When people hear the term ‘jazz,’ many think of jazz as being one style, but according to saxophone, combo one and instrumental improvisation professor Dr. Jason Kush, there are many different styles that SRU’s jazz band demonstrates.
“We are what’s considered a modern jazz ensemble,” Kush explained. “We perform traditional big band music like Duke Ellington to modern big bands that came out in the 1970s, like Thad Jones/Mel Luis jazz orchestra. We also do some modern pieces that have recently been composed.”
A Slippery Rock alumni and director of the jazz band, Kush has been teaching at SRU for four years. He said the jazz band also performs styles such as west coast jazz and east coast jazz.
“West coast jazz tends to be more commercial and clean sounding, like a Christina Aguilera CD, it’s very artificial,” Kush said. “East coast jazz is more adventurous and soulful. The recordings are live, so there’s less editing and post production.”
Freshman music education major Walker Marpz explained other techniques the jazz band displays in their music.
“Jazz music is largely improv and solos,” Marpz said. “Improv is where you get to put your own input into a song, to express what you’re feeling right there through your music. Another big thing is communication while you’re performing and just making sure you’re in sync with what everyone else is doing.”
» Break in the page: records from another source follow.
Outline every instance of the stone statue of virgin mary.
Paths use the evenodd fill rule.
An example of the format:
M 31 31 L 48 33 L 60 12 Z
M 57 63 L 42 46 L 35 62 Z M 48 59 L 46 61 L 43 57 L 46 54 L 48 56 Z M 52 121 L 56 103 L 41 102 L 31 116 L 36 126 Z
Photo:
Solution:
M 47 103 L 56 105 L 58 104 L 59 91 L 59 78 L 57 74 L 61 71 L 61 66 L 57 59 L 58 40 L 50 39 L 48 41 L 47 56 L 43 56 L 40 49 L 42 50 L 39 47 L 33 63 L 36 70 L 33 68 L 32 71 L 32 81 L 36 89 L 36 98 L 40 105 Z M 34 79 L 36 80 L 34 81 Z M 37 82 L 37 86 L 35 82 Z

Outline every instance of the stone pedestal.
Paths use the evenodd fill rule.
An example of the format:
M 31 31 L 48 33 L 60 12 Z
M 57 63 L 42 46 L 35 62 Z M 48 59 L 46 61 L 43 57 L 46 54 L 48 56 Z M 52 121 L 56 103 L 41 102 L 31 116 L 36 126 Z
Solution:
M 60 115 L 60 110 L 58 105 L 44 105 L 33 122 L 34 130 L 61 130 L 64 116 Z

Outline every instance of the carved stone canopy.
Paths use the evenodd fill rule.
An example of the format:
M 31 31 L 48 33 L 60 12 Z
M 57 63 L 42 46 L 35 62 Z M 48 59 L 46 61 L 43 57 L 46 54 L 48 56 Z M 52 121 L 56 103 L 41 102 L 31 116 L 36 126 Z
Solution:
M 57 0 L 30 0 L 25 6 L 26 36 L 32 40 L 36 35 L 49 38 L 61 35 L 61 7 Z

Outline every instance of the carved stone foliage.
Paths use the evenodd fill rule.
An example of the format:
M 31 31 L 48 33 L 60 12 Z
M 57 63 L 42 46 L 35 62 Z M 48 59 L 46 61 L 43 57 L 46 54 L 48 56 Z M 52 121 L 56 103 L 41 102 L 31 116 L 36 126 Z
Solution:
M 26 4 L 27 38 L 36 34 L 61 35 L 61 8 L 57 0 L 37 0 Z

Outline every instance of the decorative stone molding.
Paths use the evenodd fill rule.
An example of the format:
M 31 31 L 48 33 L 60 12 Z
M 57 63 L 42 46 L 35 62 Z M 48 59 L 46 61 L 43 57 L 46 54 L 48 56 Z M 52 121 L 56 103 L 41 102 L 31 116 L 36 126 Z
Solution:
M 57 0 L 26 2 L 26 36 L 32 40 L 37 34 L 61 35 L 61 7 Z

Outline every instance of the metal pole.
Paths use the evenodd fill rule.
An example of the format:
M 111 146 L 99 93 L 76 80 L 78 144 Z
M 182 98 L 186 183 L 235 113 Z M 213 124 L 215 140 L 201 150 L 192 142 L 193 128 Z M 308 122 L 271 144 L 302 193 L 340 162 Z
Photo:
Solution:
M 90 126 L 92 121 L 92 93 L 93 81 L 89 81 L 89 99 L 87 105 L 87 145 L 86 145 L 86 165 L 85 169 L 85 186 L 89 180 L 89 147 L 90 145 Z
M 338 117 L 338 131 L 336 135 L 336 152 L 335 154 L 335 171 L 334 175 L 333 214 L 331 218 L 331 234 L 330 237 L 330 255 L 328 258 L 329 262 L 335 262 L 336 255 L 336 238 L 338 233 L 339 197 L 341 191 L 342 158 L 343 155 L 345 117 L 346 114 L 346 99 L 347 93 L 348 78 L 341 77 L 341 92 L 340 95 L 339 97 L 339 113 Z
Dr. David Glover, percussion professor and chair of the music department, agreed with Marpz and explained why he thinks that improvisation is important for students.
“I hope they get a sense of self through their improv,” Glover said. “You can learn a lot about yourself when it’s just you and your instrument. They’re learning a lot of music theory and history of their instrument and the music, as well as how to carry on a conversation with each other musically. Improv is a very unique thing and it will never be the same twice.”
Director of the jazz lab band, Glover has been teaching at SRU for 11 years. He explained that communication through music is the most important part about playing an instrument.
“Jazz is very much a language that involves vocabulary and grammar, creating and presenting phases very much like speech in a non-verbal way,” Glover said. In general, there is a relationship between dialogue and how that relates to improvisation. The more you can help people to understand that relationship, the more they build their vocabulary and speech around that transfer.”
Sitting in his office, Glover elaborated more on what the jazz lab band is and how it differs from the regular jazz band.
“Our goal with jazz lab has been trying to take students who have never played in jazz and give them practical real world experience,” Glover explained. “We don’t perform as much as the jazz band. We perform once at the end of each semester, whereas jazz band performs multiple times throughout the year. With jazz lab, we read as much music as possible to give students that emersion into jazz literature.”
Marpz, 17, said he is the guitarist in the jazz band and explained why he wanted to be a part of the group.
“I’ve always been a fan of jazz,” Marpz smiled. “The jazz program is really amazing and it made me want to come to SRU. Our directors are cream of the crop of what they do. It’s always been something that I can express myself with, feeling most comfortable with an instrument in my hand. I’m very privileged to have made it into this group and thankful to work with such a great group of musicians.”